MPs argued that despite being the UK’s job creators many micro enterprises are hindered by regulations aimed at much bigger businesses.
MP for Newton Abbott Anne Marie Morris cited the MMU report to back her case for reconsidering regulations for micro enterprises (companies with less than 10 employees) to a Select Committee of around 100 MPs.
The Conservative MP argued that small businesses could be an important engine for growth in a recession and therefore deserve to be given more support: “ In America, the evidence is that 90% of all new jobs created after their last downturn was exactly in this sector.”
New definition of micro
The report, which was prepared by Professor Lynn Martin and Professor Robert Jerrard with support from 20 other institutions, discusses redefining a micro business as one that has less than 5 employees rather than less than 10, as has been done in Australia and France.
Professor Martin, who is director of the Centre for Enterprise said: “It’s important to have a debate about tax and regulation of small businesses because over 85% of companies in the UK have less than 10 employees.
“It’s a huge issue.
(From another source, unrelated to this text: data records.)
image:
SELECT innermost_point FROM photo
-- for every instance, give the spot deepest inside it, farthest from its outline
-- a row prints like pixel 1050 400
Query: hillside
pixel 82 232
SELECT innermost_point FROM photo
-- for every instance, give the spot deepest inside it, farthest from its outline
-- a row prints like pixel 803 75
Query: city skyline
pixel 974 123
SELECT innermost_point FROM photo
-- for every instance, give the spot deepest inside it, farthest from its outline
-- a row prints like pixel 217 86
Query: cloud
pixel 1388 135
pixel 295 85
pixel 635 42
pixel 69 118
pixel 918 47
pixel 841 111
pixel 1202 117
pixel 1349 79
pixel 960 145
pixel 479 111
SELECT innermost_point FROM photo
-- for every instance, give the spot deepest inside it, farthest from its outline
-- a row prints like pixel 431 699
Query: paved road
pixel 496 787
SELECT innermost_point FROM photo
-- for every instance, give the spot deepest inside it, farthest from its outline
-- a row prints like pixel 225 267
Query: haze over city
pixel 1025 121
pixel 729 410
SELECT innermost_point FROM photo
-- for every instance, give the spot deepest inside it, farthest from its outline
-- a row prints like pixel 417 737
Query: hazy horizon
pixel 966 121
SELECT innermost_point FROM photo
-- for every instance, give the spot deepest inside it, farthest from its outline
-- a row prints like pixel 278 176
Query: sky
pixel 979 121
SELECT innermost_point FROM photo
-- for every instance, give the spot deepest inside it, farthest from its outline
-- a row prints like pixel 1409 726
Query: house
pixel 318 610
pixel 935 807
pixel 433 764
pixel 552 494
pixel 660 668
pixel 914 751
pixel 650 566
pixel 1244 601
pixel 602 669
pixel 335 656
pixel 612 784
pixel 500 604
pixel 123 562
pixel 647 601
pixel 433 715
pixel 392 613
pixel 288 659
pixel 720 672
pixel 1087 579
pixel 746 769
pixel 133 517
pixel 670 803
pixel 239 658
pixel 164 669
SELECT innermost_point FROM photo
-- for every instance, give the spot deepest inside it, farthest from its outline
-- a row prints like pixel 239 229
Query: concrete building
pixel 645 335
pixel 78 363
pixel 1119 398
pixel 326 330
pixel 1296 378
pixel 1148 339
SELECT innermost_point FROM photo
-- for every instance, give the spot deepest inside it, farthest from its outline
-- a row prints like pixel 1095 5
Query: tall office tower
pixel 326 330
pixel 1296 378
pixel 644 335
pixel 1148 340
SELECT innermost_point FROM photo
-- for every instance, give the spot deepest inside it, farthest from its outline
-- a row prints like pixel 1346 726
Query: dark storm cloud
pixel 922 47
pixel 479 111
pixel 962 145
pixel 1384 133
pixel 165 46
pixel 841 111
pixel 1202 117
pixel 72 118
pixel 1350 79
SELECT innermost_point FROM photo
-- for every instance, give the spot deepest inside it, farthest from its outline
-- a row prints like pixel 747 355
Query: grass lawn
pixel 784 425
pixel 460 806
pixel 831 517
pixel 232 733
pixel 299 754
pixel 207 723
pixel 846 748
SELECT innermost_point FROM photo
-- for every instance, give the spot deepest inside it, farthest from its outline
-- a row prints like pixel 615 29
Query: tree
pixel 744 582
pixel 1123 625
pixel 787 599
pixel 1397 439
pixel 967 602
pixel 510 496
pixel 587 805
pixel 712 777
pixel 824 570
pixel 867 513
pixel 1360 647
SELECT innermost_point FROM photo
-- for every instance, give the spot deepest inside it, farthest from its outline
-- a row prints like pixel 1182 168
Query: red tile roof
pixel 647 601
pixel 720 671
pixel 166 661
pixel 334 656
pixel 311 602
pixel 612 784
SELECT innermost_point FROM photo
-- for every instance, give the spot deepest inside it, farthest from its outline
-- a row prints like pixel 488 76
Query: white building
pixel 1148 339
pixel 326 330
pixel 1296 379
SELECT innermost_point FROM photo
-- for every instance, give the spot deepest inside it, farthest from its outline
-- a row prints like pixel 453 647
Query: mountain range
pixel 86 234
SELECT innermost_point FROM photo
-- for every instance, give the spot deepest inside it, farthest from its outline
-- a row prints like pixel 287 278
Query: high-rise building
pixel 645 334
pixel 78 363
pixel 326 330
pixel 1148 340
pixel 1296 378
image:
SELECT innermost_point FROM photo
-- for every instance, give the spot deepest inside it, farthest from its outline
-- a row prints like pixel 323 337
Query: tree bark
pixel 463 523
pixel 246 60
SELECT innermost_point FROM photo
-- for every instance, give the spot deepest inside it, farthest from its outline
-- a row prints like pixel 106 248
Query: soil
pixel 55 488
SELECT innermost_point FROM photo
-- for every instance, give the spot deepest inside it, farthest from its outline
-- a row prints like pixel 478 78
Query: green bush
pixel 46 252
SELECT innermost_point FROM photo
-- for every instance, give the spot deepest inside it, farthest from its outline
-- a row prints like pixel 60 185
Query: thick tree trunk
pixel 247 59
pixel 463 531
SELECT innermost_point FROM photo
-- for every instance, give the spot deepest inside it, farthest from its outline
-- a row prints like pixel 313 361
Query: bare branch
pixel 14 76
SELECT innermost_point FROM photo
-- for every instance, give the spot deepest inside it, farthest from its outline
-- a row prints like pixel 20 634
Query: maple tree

The argument is that without differentiating between types of firms, support is ineffective and the potential for tailored policy is lost.
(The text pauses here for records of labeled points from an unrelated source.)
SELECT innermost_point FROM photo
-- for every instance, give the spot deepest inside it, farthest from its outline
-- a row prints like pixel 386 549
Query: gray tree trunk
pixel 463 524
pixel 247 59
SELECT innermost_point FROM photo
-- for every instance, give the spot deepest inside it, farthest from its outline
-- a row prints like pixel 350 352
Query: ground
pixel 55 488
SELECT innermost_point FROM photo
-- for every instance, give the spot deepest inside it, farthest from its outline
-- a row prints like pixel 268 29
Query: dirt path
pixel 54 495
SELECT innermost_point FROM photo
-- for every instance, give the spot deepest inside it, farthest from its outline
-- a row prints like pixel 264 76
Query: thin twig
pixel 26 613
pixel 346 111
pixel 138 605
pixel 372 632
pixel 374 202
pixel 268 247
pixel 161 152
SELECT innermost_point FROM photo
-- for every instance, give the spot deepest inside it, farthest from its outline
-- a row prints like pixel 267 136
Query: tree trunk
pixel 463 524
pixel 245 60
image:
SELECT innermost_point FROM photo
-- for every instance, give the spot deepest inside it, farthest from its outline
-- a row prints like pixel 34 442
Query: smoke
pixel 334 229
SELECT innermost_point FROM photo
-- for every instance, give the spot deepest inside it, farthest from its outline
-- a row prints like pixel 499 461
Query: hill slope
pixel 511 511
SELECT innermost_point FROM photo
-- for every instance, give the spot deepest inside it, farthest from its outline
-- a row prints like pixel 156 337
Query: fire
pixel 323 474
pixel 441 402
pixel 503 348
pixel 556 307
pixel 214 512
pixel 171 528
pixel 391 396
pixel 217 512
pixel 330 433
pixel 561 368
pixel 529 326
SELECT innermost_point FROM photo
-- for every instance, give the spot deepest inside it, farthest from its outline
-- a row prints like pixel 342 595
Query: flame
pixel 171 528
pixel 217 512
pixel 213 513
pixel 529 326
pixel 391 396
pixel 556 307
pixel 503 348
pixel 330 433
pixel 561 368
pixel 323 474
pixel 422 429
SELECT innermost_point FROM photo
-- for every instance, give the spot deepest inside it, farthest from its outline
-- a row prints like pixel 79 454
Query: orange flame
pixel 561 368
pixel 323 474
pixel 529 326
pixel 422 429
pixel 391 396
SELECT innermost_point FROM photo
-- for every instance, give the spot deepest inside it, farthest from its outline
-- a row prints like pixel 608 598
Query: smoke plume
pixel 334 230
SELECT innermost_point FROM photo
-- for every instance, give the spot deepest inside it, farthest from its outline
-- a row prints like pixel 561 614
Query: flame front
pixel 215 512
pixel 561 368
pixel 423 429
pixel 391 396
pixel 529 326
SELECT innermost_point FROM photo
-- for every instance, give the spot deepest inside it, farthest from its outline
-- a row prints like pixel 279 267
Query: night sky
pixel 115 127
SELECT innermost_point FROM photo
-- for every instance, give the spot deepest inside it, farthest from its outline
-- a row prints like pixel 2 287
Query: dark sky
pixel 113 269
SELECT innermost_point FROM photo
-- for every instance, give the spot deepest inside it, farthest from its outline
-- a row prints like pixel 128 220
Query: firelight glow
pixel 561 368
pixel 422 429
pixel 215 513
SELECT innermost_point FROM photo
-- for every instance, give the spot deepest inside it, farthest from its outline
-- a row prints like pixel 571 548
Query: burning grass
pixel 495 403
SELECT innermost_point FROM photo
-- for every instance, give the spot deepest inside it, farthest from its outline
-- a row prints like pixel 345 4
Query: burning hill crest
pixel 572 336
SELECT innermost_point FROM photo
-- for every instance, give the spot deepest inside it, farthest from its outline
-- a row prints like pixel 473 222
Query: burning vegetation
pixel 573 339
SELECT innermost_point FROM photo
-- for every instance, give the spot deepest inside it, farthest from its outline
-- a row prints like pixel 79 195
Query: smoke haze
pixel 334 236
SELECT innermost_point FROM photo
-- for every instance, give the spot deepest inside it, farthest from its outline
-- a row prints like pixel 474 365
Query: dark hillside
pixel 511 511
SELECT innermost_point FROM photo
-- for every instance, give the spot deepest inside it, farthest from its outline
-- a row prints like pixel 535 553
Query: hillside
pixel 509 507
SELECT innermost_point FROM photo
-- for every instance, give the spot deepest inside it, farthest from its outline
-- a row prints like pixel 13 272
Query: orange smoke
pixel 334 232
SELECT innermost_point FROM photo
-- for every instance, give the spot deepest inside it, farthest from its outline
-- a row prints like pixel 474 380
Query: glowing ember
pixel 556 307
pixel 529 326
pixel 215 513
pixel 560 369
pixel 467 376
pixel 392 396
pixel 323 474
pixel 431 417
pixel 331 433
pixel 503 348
“It was great to see the report being mentioned by an MP in order to make a strong case for differentiation of support to empower small businesses.”
The report was first presented at the All Party Parliamentary Group on small businesses to MP for Business and Enterprise Mark Prisk prior to the Autumn budget statement in November.
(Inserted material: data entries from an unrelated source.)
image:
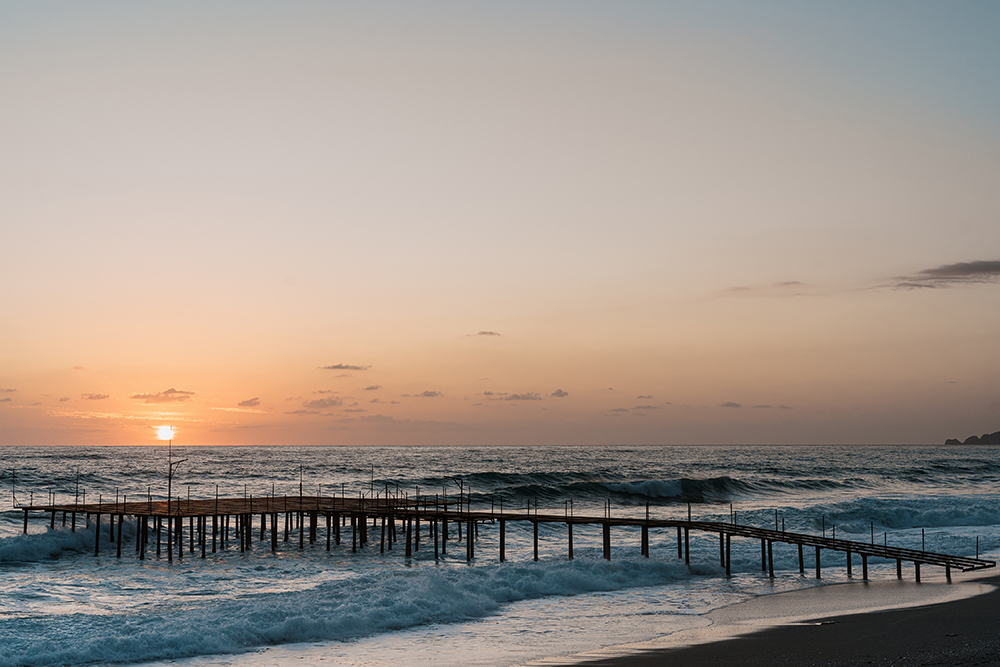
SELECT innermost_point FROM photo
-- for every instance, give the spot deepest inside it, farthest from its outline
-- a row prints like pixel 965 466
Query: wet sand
pixel 955 633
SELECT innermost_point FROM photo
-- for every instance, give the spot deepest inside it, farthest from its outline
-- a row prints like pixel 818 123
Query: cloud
pixel 949 275
pixel 169 396
pixel 530 396
pixel 320 403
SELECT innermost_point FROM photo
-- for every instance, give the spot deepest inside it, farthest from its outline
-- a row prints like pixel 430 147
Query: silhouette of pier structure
pixel 228 523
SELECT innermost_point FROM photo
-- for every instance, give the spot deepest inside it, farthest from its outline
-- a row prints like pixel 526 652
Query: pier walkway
pixel 217 523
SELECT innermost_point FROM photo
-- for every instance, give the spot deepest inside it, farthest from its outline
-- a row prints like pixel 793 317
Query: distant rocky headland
pixel 984 439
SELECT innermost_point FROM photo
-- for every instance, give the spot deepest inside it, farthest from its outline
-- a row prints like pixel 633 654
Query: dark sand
pixel 957 633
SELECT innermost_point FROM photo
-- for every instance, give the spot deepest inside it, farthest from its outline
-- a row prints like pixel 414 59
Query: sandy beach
pixel 955 632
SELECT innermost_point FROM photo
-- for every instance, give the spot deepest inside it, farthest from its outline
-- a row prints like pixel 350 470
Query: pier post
pixel 409 537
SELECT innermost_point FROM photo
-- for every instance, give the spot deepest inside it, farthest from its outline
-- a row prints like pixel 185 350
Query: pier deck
pixel 301 514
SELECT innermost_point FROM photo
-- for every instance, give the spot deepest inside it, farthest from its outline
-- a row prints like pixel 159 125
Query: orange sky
pixel 577 224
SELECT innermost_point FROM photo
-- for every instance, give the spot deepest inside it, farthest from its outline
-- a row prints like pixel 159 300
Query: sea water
pixel 61 605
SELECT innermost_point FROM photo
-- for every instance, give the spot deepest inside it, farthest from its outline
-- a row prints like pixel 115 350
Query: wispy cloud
pixel 951 275
pixel 322 403
pixel 529 396
pixel 169 396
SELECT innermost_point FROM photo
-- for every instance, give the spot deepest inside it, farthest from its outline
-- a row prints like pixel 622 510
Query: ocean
pixel 61 605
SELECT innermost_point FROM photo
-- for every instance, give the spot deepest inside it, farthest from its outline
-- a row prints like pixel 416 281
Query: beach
pixel 956 632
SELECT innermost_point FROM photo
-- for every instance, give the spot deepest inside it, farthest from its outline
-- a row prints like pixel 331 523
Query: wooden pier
pixel 221 523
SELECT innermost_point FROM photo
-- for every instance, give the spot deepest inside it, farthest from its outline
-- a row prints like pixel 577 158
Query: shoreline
pixel 956 625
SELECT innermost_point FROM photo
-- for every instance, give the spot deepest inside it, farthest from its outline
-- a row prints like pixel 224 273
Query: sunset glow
pixel 651 225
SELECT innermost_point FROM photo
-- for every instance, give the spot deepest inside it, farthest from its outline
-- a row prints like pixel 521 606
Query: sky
pixel 504 223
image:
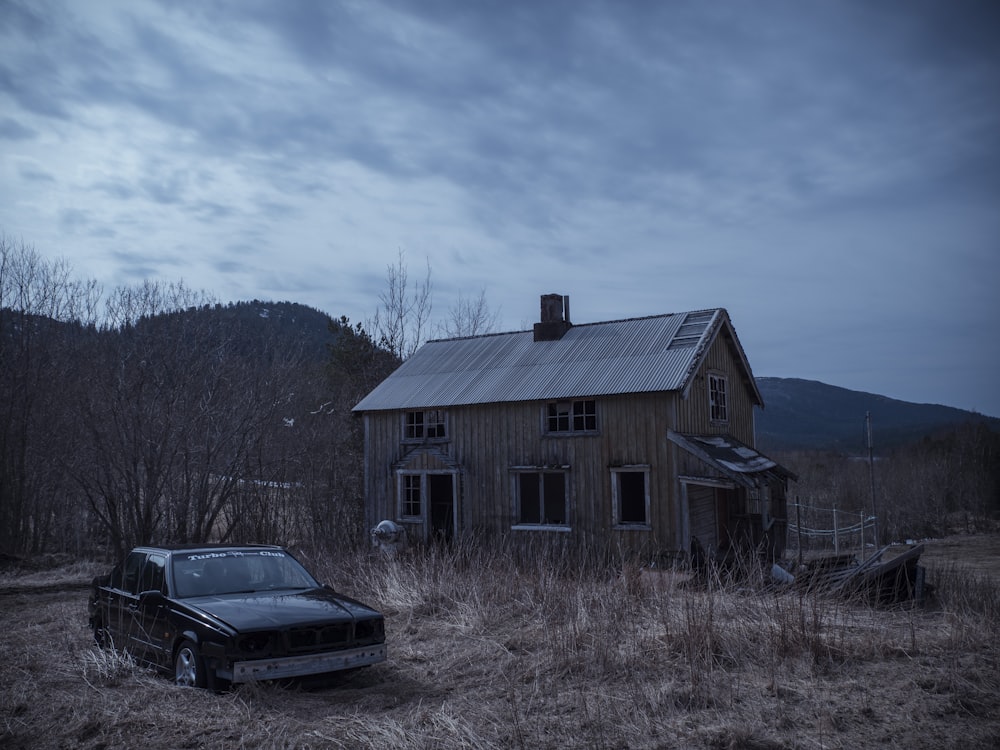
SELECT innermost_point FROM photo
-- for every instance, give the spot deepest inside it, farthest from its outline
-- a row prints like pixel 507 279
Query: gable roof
pixel 636 355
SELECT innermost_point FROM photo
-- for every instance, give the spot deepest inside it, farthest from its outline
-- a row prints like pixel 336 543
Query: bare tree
pixel 44 315
pixel 470 317
pixel 404 310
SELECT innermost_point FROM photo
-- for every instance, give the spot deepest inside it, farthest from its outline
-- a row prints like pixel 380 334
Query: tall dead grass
pixel 493 647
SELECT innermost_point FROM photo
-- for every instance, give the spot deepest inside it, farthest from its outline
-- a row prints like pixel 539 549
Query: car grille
pixel 306 639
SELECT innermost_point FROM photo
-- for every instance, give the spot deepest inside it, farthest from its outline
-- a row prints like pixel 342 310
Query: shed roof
pixel 636 355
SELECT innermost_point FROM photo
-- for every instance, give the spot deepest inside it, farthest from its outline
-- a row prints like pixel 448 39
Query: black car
pixel 217 615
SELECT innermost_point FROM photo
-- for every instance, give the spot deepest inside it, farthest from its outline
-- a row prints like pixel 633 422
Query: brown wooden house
pixel 634 435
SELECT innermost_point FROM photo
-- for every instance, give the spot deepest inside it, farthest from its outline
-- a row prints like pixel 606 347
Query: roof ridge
pixel 578 325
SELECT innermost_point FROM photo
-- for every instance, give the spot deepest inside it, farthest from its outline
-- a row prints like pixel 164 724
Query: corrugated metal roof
pixel 730 456
pixel 637 355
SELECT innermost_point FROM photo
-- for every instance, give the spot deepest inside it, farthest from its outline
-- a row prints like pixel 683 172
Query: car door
pixel 122 600
pixel 151 631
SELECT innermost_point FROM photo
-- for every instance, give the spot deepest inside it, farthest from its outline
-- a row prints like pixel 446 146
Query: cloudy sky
pixel 828 171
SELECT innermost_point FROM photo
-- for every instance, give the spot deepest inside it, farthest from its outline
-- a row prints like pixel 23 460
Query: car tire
pixel 101 637
pixel 189 667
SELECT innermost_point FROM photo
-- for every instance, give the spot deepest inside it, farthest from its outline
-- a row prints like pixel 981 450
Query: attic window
pixel 571 416
pixel 425 425
pixel 717 398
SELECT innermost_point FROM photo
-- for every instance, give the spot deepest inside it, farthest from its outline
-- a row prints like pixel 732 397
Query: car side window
pixel 133 564
pixel 153 578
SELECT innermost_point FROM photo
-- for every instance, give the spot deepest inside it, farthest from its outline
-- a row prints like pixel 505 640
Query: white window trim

He commented: “We very much welcome this debate. It has been a useful opportunity to address the questions of what we mean by micros and how we can best help them. As a government we are determined to provide the support that micros need and I am confident that in the years ahead the UK will remain of the best places in which to start, invest and grow a business.”
Dean of the Business School Professor Ruth Ashford said: “The work that Professor Lynn Martin and colleagues undertake has been outstanding. The fact that it is being debated in the House underlines its importance and shows that the Centre for Enterprise is working at the heart of enterprise in this country. Their work also has a strong impact internationally."